If Servis is convicted it would be a kind of karma in that Max’s DQ in the Derby in retrospect wouldn’t seem so objectionable. I’ve been critical of the Churchill Downs stewards. I still think they made the wrong call. But I’m adopting radio silence for now when it comes to complaining about it.
At first, the news that Maximjm Security is going to Bob Baffert was a little surprising. He doesn’t need this attention, which is sure to dredge up conversations about the mysterious deaths in his barn a few years ago. But he trains for Gary West, so what could he do? Don’t be shocked if a reason to retire Max isn’t forthcoming.
What bothers me most is the Sgt. Schultz “I see nothing” attitude by some of the ranking people in racing. Michael Dubb, a member of the NYRA Board, had horses in Servis’ care. So did Dennis Drazin, who ostensibly runs racing in New Jersey.

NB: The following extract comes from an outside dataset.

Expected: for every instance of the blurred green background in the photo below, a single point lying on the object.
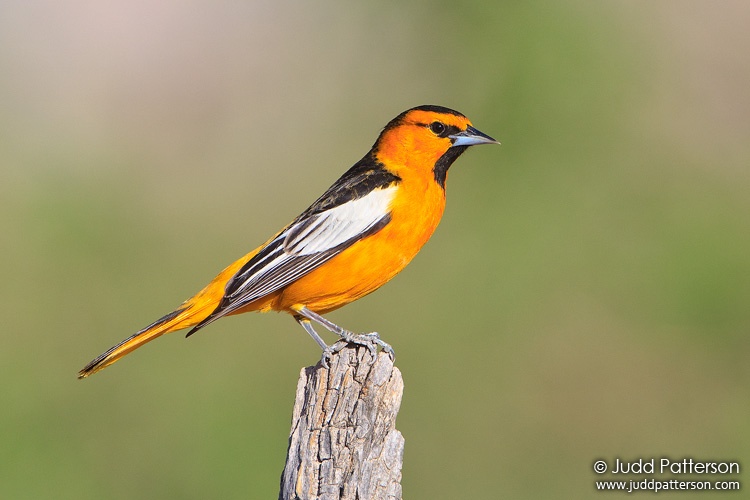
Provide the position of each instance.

People at their level can’t claim surprise at the Servis revelations. When someone is winning at a 40-50% clip, they had to at least suspect something was amiss. But they looked the other way, like a parent of a kid who keeps coming home with pricey phones, DVD players and wearing apparel accepting the kid’s explanation that he found them.
With smoke figuratively coming out of every window, didn’t Dubb and Drazin think to even see if there was a fire somewhere. How can fans have any faith in the integrity of the game with these people at the top?
One final thought (for now). We’ve been complaining about the late odds drops and blaming the computer guys. Now you have to wonder how much of this came from pals of Servis and Navarro.